Sofia Coppola loves stories of atmospheric ennui. A director of tone poems rather than straight narrative films, her latest offering, Somewhere, delves into the tormented soul of Johnny Marco, a hard-partying actor (Stephen Dorff) holed up in L.A.’s legendary Chateau Marmont. Adrift in a world of empty adulation, he begins to reassess his life after an unexpected visit from his 11-year-old daughter (Elle Fanning). The movie won Coppola the top honor at the Venice Film Festival, the Golden Lion, earlier this year, making her the first American woman (and only the fourth American filmmaker) to earn the prize, leading many to believe an Oscar could be next.

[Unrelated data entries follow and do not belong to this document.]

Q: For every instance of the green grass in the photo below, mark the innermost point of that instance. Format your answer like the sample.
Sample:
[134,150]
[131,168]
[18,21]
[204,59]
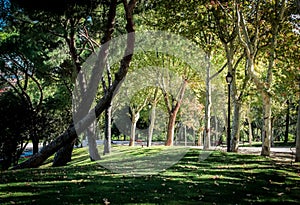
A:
[221,179]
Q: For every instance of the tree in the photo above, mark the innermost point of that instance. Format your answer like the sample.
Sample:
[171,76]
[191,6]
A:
[298,135]
[251,47]
[71,133]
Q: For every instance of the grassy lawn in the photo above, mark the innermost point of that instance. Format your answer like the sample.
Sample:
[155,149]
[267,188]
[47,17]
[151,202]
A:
[221,179]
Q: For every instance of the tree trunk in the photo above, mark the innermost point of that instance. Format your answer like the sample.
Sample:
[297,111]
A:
[171,129]
[35,143]
[298,135]
[64,155]
[107,139]
[267,125]
[71,133]
[134,119]
[250,136]
[152,123]
[287,122]
[207,132]
[236,127]
[92,143]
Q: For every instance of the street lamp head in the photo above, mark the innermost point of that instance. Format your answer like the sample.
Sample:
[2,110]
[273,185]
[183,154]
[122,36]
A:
[229,78]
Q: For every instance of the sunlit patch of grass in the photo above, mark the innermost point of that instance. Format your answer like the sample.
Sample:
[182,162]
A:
[223,178]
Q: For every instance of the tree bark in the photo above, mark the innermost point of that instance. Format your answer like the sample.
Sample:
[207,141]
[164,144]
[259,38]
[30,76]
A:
[173,114]
[107,140]
[134,119]
[287,122]
[207,130]
[267,125]
[71,133]
[249,118]
[171,129]
[151,126]
[92,143]
[297,159]
[236,127]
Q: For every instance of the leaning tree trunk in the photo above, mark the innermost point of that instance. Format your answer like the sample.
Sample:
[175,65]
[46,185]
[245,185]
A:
[267,125]
[298,135]
[236,127]
[151,126]
[287,122]
[92,143]
[173,114]
[207,130]
[249,118]
[71,133]
[107,140]
[134,119]
[171,129]
[63,156]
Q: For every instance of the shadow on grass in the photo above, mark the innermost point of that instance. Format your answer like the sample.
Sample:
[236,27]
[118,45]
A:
[222,179]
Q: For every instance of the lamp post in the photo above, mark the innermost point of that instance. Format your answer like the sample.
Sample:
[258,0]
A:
[229,79]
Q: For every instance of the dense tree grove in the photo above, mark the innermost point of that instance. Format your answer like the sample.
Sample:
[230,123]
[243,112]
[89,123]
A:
[45,47]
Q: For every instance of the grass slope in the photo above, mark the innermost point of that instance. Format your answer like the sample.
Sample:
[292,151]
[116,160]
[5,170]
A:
[221,179]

Speaking with Coppola at the Four Seasons Hotel in Los Angeles, a venue she used in her film for a fictional press day, the director is a sea of quiet calm in the middle of a media maelstrom. Wearing a navy and forest green plaid shirt and black skinny jeans, loose shoulder-length brown hair tucked behind her ears and a thin gold wedding band glinting from her finger (She married Phoenix frontman Thomas Mars in December 2009, and the band’s music serves as the film’s soundtrack.), Coppola says she wanted the film to follow in the footsteps of “Shampoo and American Gigolo. I wanted to do like an L.A. movie of today.”

That meant incorporating a number of driving shots, palm trees, mini-malls, harsher bright lighting and a 1990s, Helmut Newton version of the Chateau, before it got Lohan-ed and became a paparazzi mecca.

“When I was writing, I was thinking about when I’d spend time there when I was in my 20s,” Coppola says, her quiet, deliberate speech lulling the room into an easy silence. “I feel like in a lot of ways it hasn’t changed, but there weren’t weekly tabloid magazines and so people didn’t go there to be photographed and stuff. I think of the Chateau Marmont as being this iconic Hollywood place with so many interesting people staying there and lots of stories. It has this decadent feel.”

In an effort to fully embody his character, Dorff moved into the hotel and lived whatever experience the script called for leading into the next shoot day. “He stayed in a room, the same room that we shot in just a floor up, so he was in character the whole time,” Coppola smiles. “It was funny, in the morning he’d come to set and tell me all the Johnny Marco moments that he was living in the hotel. He would stay up late and be kind of trashed in the scenes that we needed him to be. But then, as he evolves, he’s fresher and you can really see it.”

Coppola says while writing Somewhere, Dorff sprang to mind.

“I knew him a little over the years, and I just thought that he would be the right guy for this part. He’s such a great actor, but we haven’t seen the more sensitive side to him. I also knew from life that he’s such a sweet guy and the character is so flawed that he could be unlikable. It needed someone with a lot of heart to make you want to watch him for a whole movie.”

As for Fanning, Coppola says Elle came in during casting and, instantly, “I was taken with her.”

Asked if she felt the need to direct a child actor any differently than an adult, Coppola shakes her head and replies, “I don’t think so. I think with actors, you want to be sensitive to them because you’re asking them to be vulnerable, and she’s smart so I never felt that she was a kid. I guess you’re aware. You don’t want people to be talking about something inappropriate around an 11-year-old, so I felt protective, but I felt protective of Stephen and all my actors.”

When the subject of the film’s quiet sense of internal struggle as opposed to overt conflict is raised, Coppola offers a happy nod of the head and says, “A lot of times in movies it takes a big, dramatic event, like a disaster, being held hostage, for the character to change, and I feel like in life that there are moments that seem like small things that strike you and motivate you to change.”